Les marées, les palombes et l’œil oublié feront entendre

leurs voix basses au trajet inaudible et lugubre.

Nous connaissons les degrés de la chute du monstre.

Autrefois, la vie était plus facile, plus simple.

Aujourd’hui nous défrichons

un terrain sec et dur. Le mauvais temps,

avec ses lumières qui se tassent,

est revenu.

Ne remplissons plus nos verres d’absurdité.

Nous sommes la lampe et nous sommes l’unité.

Nous ne sommes peut-être rien d’autre.

Suis ton chemin, suis ton bonheur.

C’est le dernier acte, il y en a trois.

Comme il y a les quatre saisons du temps,

les douze étapes de l’aventure

et les huit masques de la vie.

Avant, j’étais patraque, j’avais souvent trop bu ou trop fumé.

Aujourd’hui, je suis

un poète de profil. Et j’attends,

dans mon coin, une constellation de corbeaux.

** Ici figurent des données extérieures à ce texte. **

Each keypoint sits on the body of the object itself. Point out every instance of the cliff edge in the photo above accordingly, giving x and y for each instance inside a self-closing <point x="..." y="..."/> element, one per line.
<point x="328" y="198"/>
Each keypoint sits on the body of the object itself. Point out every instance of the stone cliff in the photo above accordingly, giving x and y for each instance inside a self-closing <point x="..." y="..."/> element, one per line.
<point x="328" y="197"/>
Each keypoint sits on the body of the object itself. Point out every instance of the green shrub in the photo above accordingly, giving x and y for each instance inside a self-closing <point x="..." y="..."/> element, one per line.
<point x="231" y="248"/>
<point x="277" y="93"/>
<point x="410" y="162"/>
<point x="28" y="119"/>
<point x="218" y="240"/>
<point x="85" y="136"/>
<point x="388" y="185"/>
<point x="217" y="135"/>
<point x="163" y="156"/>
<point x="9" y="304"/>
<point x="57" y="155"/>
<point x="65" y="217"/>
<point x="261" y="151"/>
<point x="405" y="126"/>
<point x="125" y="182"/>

Je suis un bouquet de roses,

les forêts brûlent en moi,

les rivières courent aux abris,

mes bras se nouent autour de ton cou.

Ma fortune est faite, je suis un destin.

Suis ton bonheur, suis ton chemin.

Mais j’ai été coupable, je le sais bien,

un autre, et tellement dispersé.

Un autre, jusqu’au bout du rêve.

Et je voudrais seulement être moi-même,

tout d’abord réconcilié.

Suis ton chemin, suis ton bonheur.

J’entends ces mots prononcés

par Christopher Vogler. Je les trouve

plutôt à mon goût, ces mots

du conférencier américain.

Bien sûr, ses propos ne s’arrêtent pas là.

Grand angle, ouverture de champ, prise de risque.

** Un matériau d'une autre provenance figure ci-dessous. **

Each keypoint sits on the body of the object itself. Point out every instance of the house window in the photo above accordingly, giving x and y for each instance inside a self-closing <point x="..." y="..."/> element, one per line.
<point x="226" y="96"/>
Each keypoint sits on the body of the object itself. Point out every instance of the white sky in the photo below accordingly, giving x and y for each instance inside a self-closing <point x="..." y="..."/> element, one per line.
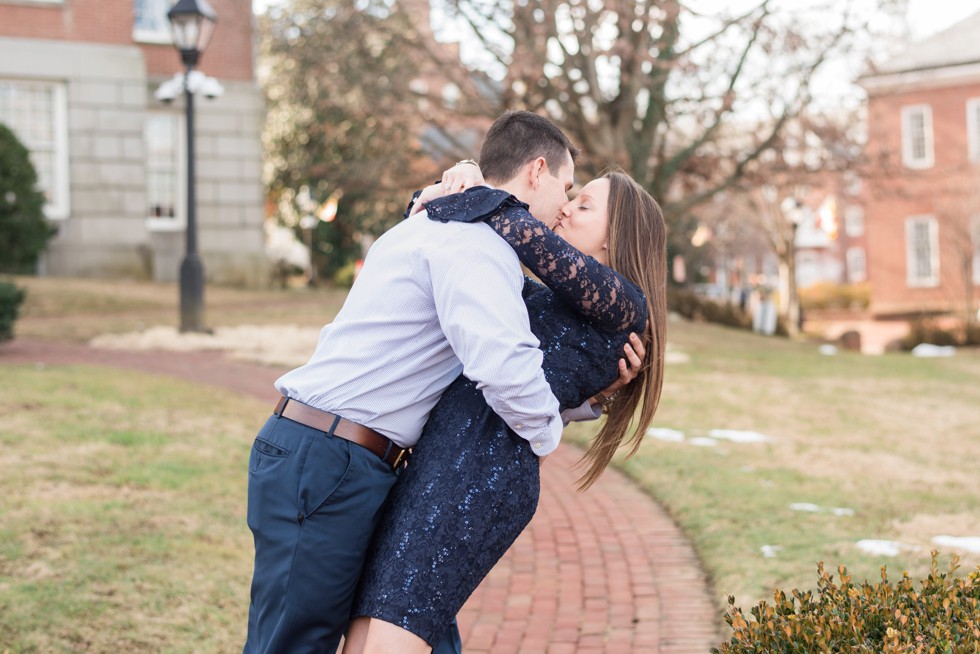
<point x="930" y="16"/>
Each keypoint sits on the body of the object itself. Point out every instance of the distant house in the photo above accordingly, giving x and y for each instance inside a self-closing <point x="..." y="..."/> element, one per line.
<point x="922" y="203"/>
<point x="77" y="84"/>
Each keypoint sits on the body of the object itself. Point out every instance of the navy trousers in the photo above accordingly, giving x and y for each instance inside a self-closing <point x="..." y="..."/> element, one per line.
<point x="313" y="502"/>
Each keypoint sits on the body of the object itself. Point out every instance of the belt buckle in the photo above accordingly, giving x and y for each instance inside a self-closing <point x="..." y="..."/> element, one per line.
<point x="400" y="459"/>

Intérieur jour. Extérieur nuit. Plan rapproché.

La vie c’est comme au cinéma.

Un scénario connu d’avance.

Nous ne sommes pas des héros.

[Saint-Julien-Molin-Molette, le 3 novembre 2012 ; Vénissieux, le 5 décembre]

Thierry Renard

Né le 14 août 1963 à Lyon. Mère d'origine piémontaise, employée. Père lyonnais, ouvrier. Etudes secondaires au lycée Jacques Brel de Vénissieux. Ancien élève du Conservatoire d'art dramatique de Lyon.
S'est fait remarquer, dès 1978, dans la région lyonnaise - en tant que comédien, poète et animateur de revue. A longtemps partagé sa vie entre l'écriture, le théâtre et la rue.
Après avoir fondé et animé le magazine poétique AUBE (1978/1998); après avoir été le directeur littéraire des éditions Paroles d'aube jusqu'au printemps 1998, Thierry Renard a rejoint les éditions La Passe du vent, nées en 1999, en tant que responsable littéraire. A reçu le prix K de la littérature - meilleure édition, en février 2001, trophée de la création artistique en Rhône-Alpes décerné par l'hebdomadaire Lyon Capitale.
Fondateur et porte-parole de l'Espace Pandora à Vénissieux, lieu de diffusion et de communication de la poésie — sous toutes ses formes et dans tous ses états.
Il s'est également distingué en abordant la poésie et les lectures de textes d'une manière originale et vivante, préferant les performances aux lectures plus traditionnelles.